"You're a love," said Ruth heartily, appearing at her side, very stunning herself in jade green, with her smooth hair a miracle of shining perfection.

"And you're—different," added Ruth in a slightly puzzled voice, looking her small cousin over with the thoroughness of an inventory. "It must be the hair, Ri-Ri. . . . You've lost that little Saint Susy air."

"But there is no Saint Susy," Ri-Ri interposed gayly, lightly fingering the dark curves of her hair.

Truly—for Johnny—she had done her darndest! Surely he would be pleased.

"If you'd only let me cut that lower—you're simply swaddled in tulle——"

Startled, Maria glanced down at the hollows of her young bosom, at the scantiness of her bodice suspended only by bands of sheerest gauze. She wondered what Mamma would say, if she could see her so, without that drape of net. . . .

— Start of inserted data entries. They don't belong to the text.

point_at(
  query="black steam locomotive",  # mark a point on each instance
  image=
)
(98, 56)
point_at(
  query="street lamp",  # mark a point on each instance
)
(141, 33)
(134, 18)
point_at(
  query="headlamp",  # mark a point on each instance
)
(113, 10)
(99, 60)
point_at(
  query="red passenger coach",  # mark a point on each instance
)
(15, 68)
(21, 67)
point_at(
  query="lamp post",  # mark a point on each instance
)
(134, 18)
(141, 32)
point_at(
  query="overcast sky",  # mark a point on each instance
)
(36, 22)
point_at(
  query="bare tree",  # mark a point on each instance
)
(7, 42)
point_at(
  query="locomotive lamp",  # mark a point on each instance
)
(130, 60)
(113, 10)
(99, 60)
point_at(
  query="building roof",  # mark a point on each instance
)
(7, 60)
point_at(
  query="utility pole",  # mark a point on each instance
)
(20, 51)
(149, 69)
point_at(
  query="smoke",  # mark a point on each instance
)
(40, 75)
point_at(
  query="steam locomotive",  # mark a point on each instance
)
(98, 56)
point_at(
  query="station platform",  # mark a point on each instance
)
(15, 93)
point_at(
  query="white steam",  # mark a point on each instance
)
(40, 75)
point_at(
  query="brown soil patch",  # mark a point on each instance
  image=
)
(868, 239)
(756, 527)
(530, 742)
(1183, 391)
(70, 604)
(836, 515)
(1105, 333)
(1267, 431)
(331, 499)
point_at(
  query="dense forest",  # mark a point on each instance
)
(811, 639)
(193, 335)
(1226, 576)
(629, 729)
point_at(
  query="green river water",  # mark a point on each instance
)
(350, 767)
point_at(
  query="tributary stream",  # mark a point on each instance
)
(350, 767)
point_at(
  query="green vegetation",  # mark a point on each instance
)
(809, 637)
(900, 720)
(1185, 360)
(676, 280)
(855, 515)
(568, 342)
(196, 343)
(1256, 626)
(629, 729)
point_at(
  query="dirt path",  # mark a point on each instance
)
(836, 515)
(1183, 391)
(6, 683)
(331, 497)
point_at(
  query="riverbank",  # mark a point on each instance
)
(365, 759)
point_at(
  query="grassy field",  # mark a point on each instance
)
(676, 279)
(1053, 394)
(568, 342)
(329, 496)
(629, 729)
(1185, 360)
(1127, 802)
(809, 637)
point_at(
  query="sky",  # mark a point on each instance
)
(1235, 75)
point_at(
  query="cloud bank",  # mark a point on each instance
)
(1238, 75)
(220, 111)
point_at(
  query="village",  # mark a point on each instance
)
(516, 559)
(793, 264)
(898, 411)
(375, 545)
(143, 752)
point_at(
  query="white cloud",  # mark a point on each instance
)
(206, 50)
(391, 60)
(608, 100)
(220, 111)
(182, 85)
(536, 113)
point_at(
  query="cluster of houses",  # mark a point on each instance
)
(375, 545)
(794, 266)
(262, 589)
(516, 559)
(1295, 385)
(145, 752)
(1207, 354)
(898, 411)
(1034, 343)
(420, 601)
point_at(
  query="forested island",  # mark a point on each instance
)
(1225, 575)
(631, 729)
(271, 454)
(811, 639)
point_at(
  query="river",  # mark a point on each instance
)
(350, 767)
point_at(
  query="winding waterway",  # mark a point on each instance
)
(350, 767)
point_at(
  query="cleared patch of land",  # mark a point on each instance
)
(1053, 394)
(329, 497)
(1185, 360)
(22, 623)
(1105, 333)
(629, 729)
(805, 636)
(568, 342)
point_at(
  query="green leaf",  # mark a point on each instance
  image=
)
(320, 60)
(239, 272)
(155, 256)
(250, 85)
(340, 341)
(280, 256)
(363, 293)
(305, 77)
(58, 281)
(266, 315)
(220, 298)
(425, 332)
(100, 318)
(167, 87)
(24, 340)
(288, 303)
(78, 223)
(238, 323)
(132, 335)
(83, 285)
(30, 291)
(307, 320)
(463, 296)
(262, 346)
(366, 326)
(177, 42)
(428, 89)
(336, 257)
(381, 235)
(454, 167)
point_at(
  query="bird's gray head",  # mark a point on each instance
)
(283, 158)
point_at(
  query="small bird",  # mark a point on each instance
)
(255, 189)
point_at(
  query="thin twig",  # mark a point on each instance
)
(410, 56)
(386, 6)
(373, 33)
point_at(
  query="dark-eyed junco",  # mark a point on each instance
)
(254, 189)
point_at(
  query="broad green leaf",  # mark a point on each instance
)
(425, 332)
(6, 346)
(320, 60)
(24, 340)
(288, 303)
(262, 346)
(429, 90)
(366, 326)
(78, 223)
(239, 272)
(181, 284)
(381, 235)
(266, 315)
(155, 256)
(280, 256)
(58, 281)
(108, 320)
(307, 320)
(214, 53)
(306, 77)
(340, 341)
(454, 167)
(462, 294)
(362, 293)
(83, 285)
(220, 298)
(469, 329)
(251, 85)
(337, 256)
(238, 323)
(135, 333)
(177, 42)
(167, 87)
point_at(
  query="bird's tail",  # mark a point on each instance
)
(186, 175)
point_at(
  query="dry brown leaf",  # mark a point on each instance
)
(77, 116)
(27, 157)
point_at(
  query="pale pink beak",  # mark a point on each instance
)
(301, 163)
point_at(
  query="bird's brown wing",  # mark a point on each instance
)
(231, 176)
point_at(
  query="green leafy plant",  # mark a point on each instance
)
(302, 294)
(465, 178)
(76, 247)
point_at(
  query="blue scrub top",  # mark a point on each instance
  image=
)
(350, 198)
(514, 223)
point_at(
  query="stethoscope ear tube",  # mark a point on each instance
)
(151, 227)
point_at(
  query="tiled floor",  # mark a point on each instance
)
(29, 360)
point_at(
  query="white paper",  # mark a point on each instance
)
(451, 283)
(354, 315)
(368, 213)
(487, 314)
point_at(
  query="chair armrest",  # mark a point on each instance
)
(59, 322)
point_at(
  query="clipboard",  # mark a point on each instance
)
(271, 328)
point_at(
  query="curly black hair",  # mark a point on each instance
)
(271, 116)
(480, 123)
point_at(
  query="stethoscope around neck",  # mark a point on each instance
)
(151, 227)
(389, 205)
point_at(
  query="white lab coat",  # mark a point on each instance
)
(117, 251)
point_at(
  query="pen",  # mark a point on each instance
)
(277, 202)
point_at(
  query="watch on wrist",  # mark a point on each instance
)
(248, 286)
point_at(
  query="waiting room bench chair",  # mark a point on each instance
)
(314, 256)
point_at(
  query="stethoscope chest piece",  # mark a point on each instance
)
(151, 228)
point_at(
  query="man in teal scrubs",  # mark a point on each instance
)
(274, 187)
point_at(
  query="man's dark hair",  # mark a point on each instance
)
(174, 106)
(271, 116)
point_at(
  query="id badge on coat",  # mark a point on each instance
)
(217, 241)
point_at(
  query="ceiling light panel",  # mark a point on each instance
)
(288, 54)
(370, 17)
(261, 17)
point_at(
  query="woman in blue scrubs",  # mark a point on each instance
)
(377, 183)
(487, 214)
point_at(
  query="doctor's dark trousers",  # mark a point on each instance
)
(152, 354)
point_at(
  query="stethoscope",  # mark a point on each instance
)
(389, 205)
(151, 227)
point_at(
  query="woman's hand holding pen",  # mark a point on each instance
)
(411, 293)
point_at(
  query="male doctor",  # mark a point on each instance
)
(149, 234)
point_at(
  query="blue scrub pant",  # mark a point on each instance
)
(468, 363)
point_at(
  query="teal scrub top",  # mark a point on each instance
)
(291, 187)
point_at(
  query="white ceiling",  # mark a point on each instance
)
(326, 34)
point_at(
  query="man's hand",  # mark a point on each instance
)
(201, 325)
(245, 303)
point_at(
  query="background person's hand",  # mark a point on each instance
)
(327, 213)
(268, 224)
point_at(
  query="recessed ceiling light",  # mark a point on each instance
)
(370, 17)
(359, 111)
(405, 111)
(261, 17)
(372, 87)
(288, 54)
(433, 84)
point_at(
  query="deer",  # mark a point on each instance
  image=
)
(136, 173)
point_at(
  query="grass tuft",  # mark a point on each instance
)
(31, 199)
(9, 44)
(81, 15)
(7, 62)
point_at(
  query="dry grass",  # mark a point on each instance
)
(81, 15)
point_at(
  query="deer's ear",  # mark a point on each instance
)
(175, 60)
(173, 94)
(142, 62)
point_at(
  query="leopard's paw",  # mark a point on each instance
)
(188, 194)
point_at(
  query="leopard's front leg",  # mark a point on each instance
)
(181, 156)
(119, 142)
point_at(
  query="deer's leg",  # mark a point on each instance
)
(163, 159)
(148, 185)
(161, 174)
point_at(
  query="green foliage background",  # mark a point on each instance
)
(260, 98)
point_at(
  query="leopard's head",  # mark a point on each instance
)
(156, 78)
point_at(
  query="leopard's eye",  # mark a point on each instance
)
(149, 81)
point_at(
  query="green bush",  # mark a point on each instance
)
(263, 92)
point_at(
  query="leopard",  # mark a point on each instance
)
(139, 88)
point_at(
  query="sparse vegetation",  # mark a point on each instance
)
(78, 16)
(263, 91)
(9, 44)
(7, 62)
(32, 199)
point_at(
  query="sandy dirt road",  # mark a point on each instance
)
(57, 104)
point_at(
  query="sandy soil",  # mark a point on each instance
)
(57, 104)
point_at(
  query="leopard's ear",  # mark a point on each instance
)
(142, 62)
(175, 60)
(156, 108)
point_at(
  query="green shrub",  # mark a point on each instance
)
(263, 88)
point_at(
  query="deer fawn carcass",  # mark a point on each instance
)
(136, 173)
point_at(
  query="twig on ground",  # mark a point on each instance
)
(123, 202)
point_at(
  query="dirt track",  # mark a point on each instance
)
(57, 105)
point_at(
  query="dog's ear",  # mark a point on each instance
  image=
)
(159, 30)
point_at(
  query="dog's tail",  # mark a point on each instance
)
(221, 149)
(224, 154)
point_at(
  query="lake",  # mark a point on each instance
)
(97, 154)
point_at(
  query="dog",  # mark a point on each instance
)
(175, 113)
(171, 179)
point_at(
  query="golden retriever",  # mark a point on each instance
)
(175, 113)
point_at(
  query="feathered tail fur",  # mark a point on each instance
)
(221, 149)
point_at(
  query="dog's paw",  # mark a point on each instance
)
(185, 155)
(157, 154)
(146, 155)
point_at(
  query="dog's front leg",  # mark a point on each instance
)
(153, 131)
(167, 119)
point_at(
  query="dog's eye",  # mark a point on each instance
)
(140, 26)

"You have the duckiest shoulder blades," said Ruth.

"Oh—do they show?" cried Maria Angelina in dismay. She twisted for a view and the movement drew Ruth's glance along her lithe figure.

"We ought to have cut two inches more off," she declared, and now Ri-Ri's glance fled down to the satin slippers with their crossed ribbons, to the narrow, silken ankles, to the slender legs above the ankles. It seemed to her an utterly limitless exhibition. And Ruth was proposing two more inches!

Apprehensively she glanced about to make sure that no scissors were in prospect.